Expedia Brands Dominate TV Ad Spending by Travel Booking Sites in 2015


Skift Take

Priceline's and Expedia's respective selling and marketing spend on a global scale shows why Priceline remains on top despite all of Expedia's acquisitions. Priceline does it much more efficiently, getting a lot more bang for a buck.

Expedia Inc.'s spending last year on U.S. television advertising ($218.3 million) left the Priceline Group far behind ($86.1 million) and Expedia's Germany-based Trivago brand, which offers comparison shopping for hotels and television pitches from the Trivago Guy, led all of the booking sites by far, shelling out just a few bucks less than $100 million in U.S. TV advertising spend.

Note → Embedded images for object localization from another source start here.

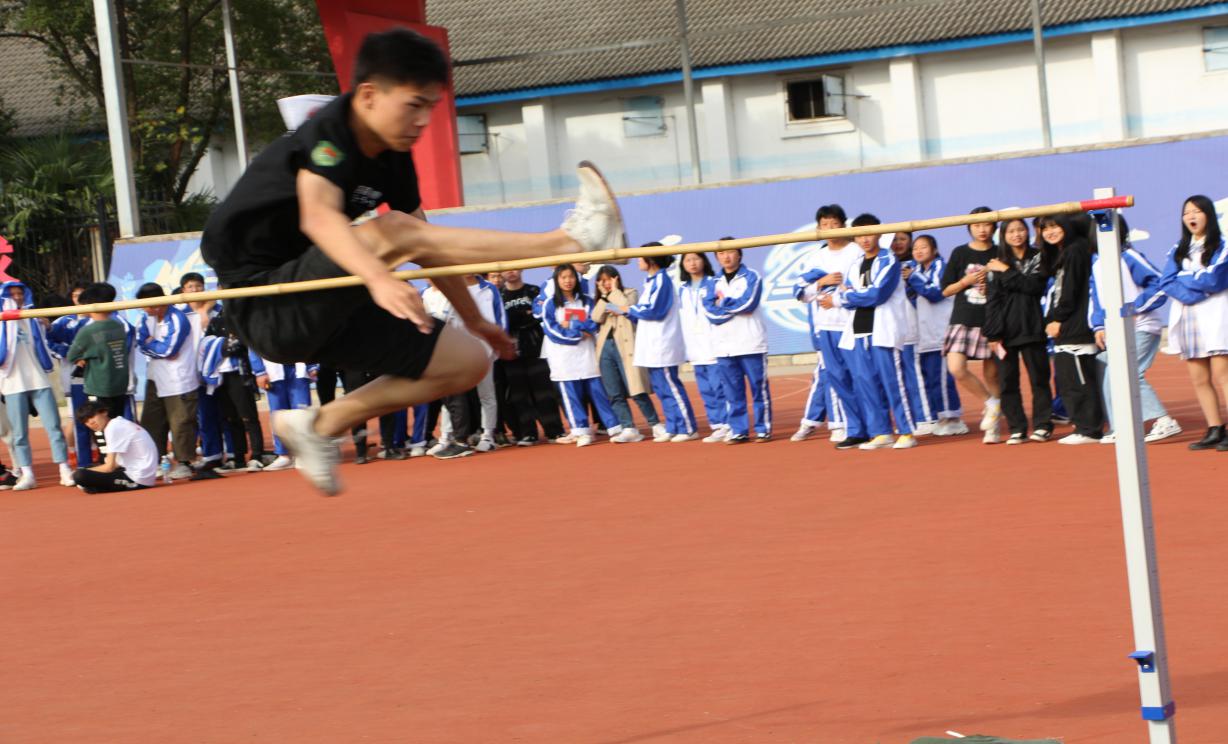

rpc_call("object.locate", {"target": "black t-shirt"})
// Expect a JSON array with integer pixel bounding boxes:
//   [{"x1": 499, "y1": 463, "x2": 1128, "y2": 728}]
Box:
[
  {"x1": 201, "y1": 93, "x2": 421, "y2": 286},
  {"x1": 502, "y1": 283, "x2": 544, "y2": 357},
  {"x1": 852, "y1": 255, "x2": 876, "y2": 335},
  {"x1": 940, "y1": 244, "x2": 996, "y2": 328}
]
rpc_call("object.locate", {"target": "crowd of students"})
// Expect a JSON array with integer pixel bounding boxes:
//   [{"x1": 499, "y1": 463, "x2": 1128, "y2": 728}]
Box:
[{"x1": 0, "y1": 193, "x2": 1224, "y2": 491}]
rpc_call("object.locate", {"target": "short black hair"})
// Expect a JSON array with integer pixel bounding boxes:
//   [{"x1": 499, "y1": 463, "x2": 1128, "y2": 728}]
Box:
[
  {"x1": 967, "y1": 206, "x2": 996, "y2": 235},
  {"x1": 353, "y1": 28, "x2": 450, "y2": 89},
  {"x1": 136, "y1": 282, "x2": 165, "y2": 300},
  {"x1": 816, "y1": 204, "x2": 847, "y2": 224},
  {"x1": 179, "y1": 272, "x2": 205, "y2": 289},
  {"x1": 79, "y1": 282, "x2": 118, "y2": 305},
  {"x1": 76, "y1": 400, "x2": 111, "y2": 424},
  {"x1": 851, "y1": 213, "x2": 880, "y2": 228}
]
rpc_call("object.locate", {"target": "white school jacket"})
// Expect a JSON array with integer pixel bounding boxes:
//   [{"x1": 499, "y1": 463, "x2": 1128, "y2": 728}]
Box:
[
  {"x1": 629, "y1": 271, "x2": 687, "y2": 368},
  {"x1": 541, "y1": 294, "x2": 601, "y2": 381},
  {"x1": 138, "y1": 306, "x2": 199, "y2": 397},
  {"x1": 836, "y1": 250, "x2": 917, "y2": 350},
  {"x1": 796, "y1": 243, "x2": 863, "y2": 333},
  {"x1": 703, "y1": 265, "x2": 769, "y2": 357},
  {"x1": 678, "y1": 277, "x2": 717, "y2": 365},
  {"x1": 905, "y1": 257, "x2": 953, "y2": 353}
]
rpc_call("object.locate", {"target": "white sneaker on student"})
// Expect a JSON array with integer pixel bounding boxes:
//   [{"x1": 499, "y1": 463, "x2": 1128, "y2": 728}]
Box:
[
  {"x1": 652, "y1": 423, "x2": 671, "y2": 442},
  {"x1": 829, "y1": 427, "x2": 847, "y2": 444},
  {"x1": 426, "y1": 440, "x2": 449, "y2": 455},
  {"x1": 576, "y1": 434, "x2": 595, "y2": 448},
  {"x1": 892, "y1": 435, "x2": 918, "y2": 449},
  {"x1": 59, "y1": 464, "x2": 75, "y2": 487},
  {"x1": 246, "y1": 459, "x2": 265, "y2": 472},
  {"x1": 168, "y1": 464, "x2": 193, "y2": 480},
  {"x1": 982, "y1": 426, "x2": 1002, "y2": 445},
  {"x1": 559, "y1": 162, "x2": 626, "y2": 252},
  {"x1": 702, "y1": 426, "x2": 729, "y2": 443},
  {"x1": 612, "y1": 428, "x2": 645, "y2": 443},
  {"x1": 790, "y1": 424, "x2": 816, "y2": 442},
  {"x1": 858, "y1": 435, "x2": 896, "y2": 450},
  {"x1": 408, "y1": 445, "x2": 427, "y2": 458},
  {"x1": 1059, "y1": 433, "x2": 1100, "y2": 445},
  {"x1": 939, "y1": 419, "x2": 970, "y2": 436},
  {"x1": 913, "y1": 421, "x2": 937, "y2": 437},
  {"x1": 554, "y1": 433, "x2": 578, "y2": 444},
  {"x1": 263, "y1": 455, "x2": 293, "y2": 471},
  {"x1": 14, "y1": 472, "x2": 36, "y2": 491},
  {"x1": 1144, "y1": 416, "x2": 1182, "y2": 443},
  {"x1": 671, "y1": 432, "x2": 698, "y2": 442},
  {"x1": 980, "y1": 400, "x2": 1001, "y2": 432},
  {"x1": 475, "y1": 436, "x2": 497, "y2": 453},
  {"x1": 273, "y1": 408, "x2": 342, "y2": 496},
  {"x1": 1100, "y1": 433, "x2": 1116, "y2": 445}
]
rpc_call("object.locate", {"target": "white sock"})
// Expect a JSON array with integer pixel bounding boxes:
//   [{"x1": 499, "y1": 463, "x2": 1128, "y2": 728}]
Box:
[{"x1": 986, "y1": 397, "x2": 1001, "y2": 408}]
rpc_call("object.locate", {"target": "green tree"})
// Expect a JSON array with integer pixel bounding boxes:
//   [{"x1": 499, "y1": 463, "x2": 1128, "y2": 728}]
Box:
[{"x1": 0, "y1": 0, "x2": 337, "y2": 206}]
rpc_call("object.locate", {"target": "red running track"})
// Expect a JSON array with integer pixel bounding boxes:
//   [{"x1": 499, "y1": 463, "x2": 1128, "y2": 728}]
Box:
[{"x1": 1, "y1": 354, "x2": 1225, "y2": 743}]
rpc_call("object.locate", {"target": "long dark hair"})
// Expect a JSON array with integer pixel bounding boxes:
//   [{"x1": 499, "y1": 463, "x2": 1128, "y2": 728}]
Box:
[
  {"x1": 1033, "y1": 214, "x2": 1075, "y2": 275},
  {"x1": 1176, "y1": 195, "x2": 1223, "y2": 267},
  {"x1": 595, "y1": 265, "x2": 623, "y2": 293},
  {"x1": 996, "y1": 218, "x2": 1032, "y2": 268},
  {"x1": 552, "y1": 264, "x2": 587, "y2": 304},
  {"x1": 678, "y1": 252, "x2": 715, "y2": 284}
]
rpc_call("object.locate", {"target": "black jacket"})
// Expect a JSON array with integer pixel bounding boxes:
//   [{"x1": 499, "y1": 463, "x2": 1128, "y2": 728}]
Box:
[
  {"x1": 1043, "y1": 237, "x2": 1095, "y2": 345},
  {"x1": 984, "y1": 246, "x2": 1048, "y2": 347}
]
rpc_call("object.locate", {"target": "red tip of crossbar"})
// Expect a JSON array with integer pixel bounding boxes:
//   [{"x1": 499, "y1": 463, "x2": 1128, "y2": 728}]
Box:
[
  {"x1": 1080, "y1": 195, "x2": 1134, "y2": 210},
  {"x1": 1, "y1": 309, "x2": 22, "y2": 321}
]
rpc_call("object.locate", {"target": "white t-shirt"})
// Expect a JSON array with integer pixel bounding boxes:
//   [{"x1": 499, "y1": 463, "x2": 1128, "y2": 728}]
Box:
[
  {"x1": 1, "y1": 322, "x2": 52, "y2": 395},
  {"x1": 104, "y1": 416, "x2": 159, "y2": 487}
]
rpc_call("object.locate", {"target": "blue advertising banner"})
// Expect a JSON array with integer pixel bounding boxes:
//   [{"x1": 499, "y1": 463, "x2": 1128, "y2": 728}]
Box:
[{"x1": 109, "y1": 135, "x2": 1228, "y2": 357}]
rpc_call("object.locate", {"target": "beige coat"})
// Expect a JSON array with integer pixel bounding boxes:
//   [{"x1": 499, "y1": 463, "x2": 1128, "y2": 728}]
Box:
[{"x1": 592, "y1": 287, "x2": 651, "y2": 397}]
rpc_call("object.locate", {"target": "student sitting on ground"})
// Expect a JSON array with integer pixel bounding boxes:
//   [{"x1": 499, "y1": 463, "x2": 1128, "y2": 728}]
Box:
[{"x1": 72, "y1": 400, "x2": 159, "y2": 493}]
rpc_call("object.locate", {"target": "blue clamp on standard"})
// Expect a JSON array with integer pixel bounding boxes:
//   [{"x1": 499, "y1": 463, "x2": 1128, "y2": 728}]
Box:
[
  {"x1": 1129, "y1": 650, "x2": 1156, "y2": 672},
  {"x1": 1092, "y1": 209, "x2": 1117, "y2": 232},
  {"x1": 1141, "y1": 701, "x2": 1176, "y2": 721}
]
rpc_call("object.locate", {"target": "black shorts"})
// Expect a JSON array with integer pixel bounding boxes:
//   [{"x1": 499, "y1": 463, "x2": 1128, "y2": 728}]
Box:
[{"x1": 225, "y1": 246, "x2": 443, "y2": 380}]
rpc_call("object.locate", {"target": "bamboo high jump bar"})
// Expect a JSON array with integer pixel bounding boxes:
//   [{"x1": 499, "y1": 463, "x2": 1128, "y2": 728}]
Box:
[{"x1": 5, "y1": 195, "x2": 1133, "y2": 321}]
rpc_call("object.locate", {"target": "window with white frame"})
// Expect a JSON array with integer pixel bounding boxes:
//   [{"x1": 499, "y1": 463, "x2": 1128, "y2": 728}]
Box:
[
  {"x1": 1205, "y1": 27, "x2": 1228, "y2": 72},
  {"x1": 785, "y1": 74, "x2": 847, "y2": 122}
]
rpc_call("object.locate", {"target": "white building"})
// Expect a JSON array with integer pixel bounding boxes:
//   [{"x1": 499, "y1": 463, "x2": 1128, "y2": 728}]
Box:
[{"x1": 433, "y1": 0, "x2": 1228, "y2": 205}]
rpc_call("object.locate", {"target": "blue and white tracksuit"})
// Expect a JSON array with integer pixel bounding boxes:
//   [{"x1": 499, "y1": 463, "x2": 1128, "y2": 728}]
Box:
[
  {"x1": 1153, "y1": 237, "x2": 1228, "y2": 360},
  {"x1": 395, "y1": 404, "x2": 430, "y2": 448},
  {"x1": 0, "y1": 282, "x2": 70, "y2": 468},
  {"x1": 542, "y1": 293, "x2": 621, "y2": 436},
  {"x1": 188, "y1": 304, "x2": 224, "y2": 464},
  {"x1": 794, "y1": 243, "x2": 866, "y2": 437},
  {"x1": 704, "y1": 264, "x2": 771, "y2": 437},
  {"x1": 249, "y1": 354, "x2": 316, "y2": 456},
  {"x1": 678, "y1": 276, "x2": 727, "y2": 431},
  {"x1": 630, "y1": 271, "x2": 697, "y2": 436},
  {"x1": 1089, "y1": 248, "x2": 1171, "y2": 430},
  {"x1": 906, "y1": 257, "x2": 962, "y2": 421},
  {"x1": 47, "y1": 314, "x2": 98, "y2": 465},
  {"x1": 835, "y1": 251, "x2": 922, "y2": 438}
]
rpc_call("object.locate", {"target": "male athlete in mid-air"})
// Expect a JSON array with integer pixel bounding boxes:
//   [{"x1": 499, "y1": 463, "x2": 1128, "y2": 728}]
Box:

The figures come from iSpot.tv, which estimates that the U.S. national TV advertising of travel-booking sites in 2015 increased 21.5 percent to $354.1 million, and included 123 spots from 27 brands that paid the bills for 176,000 airings. That contrasts with 18 brands cutting checks for $291.5 million in 96 spots and 213,068 national airings in 2014. In other words, the number of brands and spots increased significantly in 2015 compared with the prior year, although the number of national airings declined. Looking at the spending patterns in a different way, Expedia Inc. paid the bills for 61.6 percent of all travel site TV advertising in the U.S. in 2015 -- and its Trivago brand represented 45.7 percent of all of Expedia’s U.S. TV advertising spending.